Muchos de los que criticaban vigorosamente la borrachera de Zabaraín, hoy defienden a rajatabla la de Petro y viceversa. Muchos de los que con enjundia hablaban de que no hay delitos de sangre cuando se identificaban los parientes narcos en las huestes uribistas, hoy condenan a Piedad, así como quienes hoy la absuelven en otras épocas pedían la muerte política o la cancelación de otros con familiares narcos.
Desde luego, y para que no sea evidente lo paradójico de la situación, no comparan “el desliz” en sus filas con “otro desliz” en las opuestas, sino con algún evento de muchísima mayor gravedad para poder decir que nos indignamos con una nimiedad de uno, pero no vemos la maldad enorme incrustada en el otro.
El modelo funciona de manera idéntica desde las dos orillas sin que ninguna de las dos se sonroje, y así las culpas sean asimétricas, los argumentos terminan siendo los mismos: “Somos nosotros o el abismo” o en palabras castizas “o ganamos o nos vamos a la mierda”.
Unos se apalancan en la necesidad cierta de un cambio vendiéndose como el único cambio posible, los otros se catapultan precisamente en el miedo a un cambio demasiado abrupto, o demasiado drástico, que podría deteriorar la economía o la democracia. En los dos casos se parte de escenarios absolutos, cambiarlo todo o mantenerlo todo.
Muchos no vemos el mundo así, ni por supuesto la política nacional, muchos creemos que hay muchísimas cosas que es indispensable e inaplazable cambiar, y muchas otras que es preciso mantener e incluso profundizar. Así como pensamos que cada “escándalo” hay que mirarlo de manera situada y concreta, y que normalmente fenómenos similares o comparables merecen niveles similares o comparables de censura e indignación.

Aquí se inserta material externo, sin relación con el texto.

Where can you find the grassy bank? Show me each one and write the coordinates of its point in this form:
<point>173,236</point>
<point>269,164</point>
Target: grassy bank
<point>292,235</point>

El problema de cara a las elecciones es que las dos narrativas antes mencionadas han logrado consolidarse, mientras que la tercera no ha logrado pasar de un discursito etéreo que en lugar de entusiasmar aburre. Y como si eso fuera poco, las voces que tratan de articular una candidatura en este sentido se pierden en medio del enorme ruido que genera la conversación “principal” o en el ruido mismo que genera la enorme dificultad de ponerse de acuerdo con los que, de hecho, piensan distinto.
Al final tirios y troyanos apuestan al unísono al fracaso de esa esperanza que prometieron y que hasta ahora poco han logrado despertar, precisamente porque las narrativas del otro como enemigo son altamente efectivas para resultar electo.
El enorme problema, como bien hizo notar Obama en alguna de sus campañas, es que las heridas profundas que genera elegirse sobre la división rara vez logran sanar durante el gobierno, y de heridas profundas que dividen al país seguro sabemos nosotros más que Obama.